そこで、俺と三沢は二人でたてつけられた大きなテレビを見ようとしていた。
周りには生徒の数も多く、その誰もがテレビ画面を今か今かと待ちわびている。

 本来ならば、明日香やレイも誘いたかったものの、デュエル・アカデミアのブルー女子寮が男子禁制であるように、その逆もまたしかりなのだ。
このルールは、意外と昔ながらの考え方を持ったクロノス教諭が定めたもので、ブルーの男子生徒からは大ひんしゅくを食らったものの、「どうせ女子生徒はこっちに近づかないノーネ!」というクロノス教諭の言葉(現実)に黙るしかなかった。

 翔や剣山らのグループを誘っても良いが、彼らはオシリス・レッドの方で見るだろう。
明日香やレイも同様に、彼女たちの居場所で見るだろう。

 何故ならば、今回テレビで描かれるのは、デュエルモンスターズのプロリーグのデュエルの中継。
いや、それだけならば見ない生徒――具体的に言うと十代のような生徒―もいるだろうが、今回の戦いはまた別だ。

『さあーいよいよ始まるぞぉ、今回の対戦カードは……』

 プロリーグのMCが開催を告げるにつれて、大ホールに集まった生徒が一旦ざわめくが、次第に静かになっていった。

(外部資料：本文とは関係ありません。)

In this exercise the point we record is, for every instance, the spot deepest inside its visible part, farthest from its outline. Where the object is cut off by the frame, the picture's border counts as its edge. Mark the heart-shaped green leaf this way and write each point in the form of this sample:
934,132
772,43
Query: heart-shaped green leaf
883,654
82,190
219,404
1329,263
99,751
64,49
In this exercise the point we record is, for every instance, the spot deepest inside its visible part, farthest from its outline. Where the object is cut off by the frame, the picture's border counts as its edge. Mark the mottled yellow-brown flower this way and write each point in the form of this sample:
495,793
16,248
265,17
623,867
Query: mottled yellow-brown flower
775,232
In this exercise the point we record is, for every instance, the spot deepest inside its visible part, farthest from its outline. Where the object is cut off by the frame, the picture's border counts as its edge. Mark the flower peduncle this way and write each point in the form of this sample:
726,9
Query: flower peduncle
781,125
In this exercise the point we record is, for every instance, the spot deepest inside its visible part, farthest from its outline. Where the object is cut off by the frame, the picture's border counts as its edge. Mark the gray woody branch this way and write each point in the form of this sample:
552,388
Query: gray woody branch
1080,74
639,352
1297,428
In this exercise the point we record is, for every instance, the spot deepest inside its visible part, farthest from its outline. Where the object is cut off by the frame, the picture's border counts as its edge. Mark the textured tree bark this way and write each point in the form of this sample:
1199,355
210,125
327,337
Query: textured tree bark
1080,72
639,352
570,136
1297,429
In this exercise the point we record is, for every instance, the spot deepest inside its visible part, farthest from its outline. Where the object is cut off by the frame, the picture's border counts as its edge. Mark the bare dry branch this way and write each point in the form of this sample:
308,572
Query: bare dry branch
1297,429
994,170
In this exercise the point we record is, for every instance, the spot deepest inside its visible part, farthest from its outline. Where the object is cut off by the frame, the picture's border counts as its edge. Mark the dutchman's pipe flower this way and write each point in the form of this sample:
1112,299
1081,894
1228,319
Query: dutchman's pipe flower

『どちらもプロ入りを果たしてからは連戦連勝の二人! カイザー亮こと丸藤亮VSエド・フェニックスー!』

 そう、今日のプロリーグの戦いは亮とエドの戦い。
俺にとっては、親友と倒すべき奴とのデュエルであり、一般的には連戦連勝を続ける人気のプロデュエリスト同士のデュエルでもある。

「遊矢。君はこのデュエルをどう見る?」

「分からない……としか言いようが無い。お前もそうだろ、三沢」

 問いかけてきた三沢も、その答えは予想していたのだろう、俺の質問に即座に頷いた。

 分からないとしか言いようが無い、などという答えを出すことは、俺はともかく三沢の分析力からしたらとても珍しいことだ。
しかし、それも仕方のないことで、実力を良く知る亮はともかく、エドの方はまだ未知数……いや、強いことは良く知っているのだが、あいつは今まで「仮のデッキ」と称し、毎回別のデッキを使ってきていた。
そして、今回の亮とのデュエルを以て、自分の本来のデッキを使う、とのことだ。

 いくら三沢でも、デッキタイプが解らずに考察など出来るわけがない。
……いや、少しだけなら知っているか。

「DESTINY.DESTROY.DEATHの3つの意味を持つヒーロー……《D-HERO》……だったか? それはどうなんだ?」

 エドと十代のデュエルの顛末は、明日香と三沢、レイには話してあるために、D-HEROのことは知っている。
言いふらさないように、とは約束してあるが。

「ああ、あれがエドの本来のデッキなんだろうが……俺は《ダイヤモンドガイ》しか見てないからな……」

 俺と三沢が実にならない考察を続けている間に、テレビでは二人のデュエルが始まろうとしていた。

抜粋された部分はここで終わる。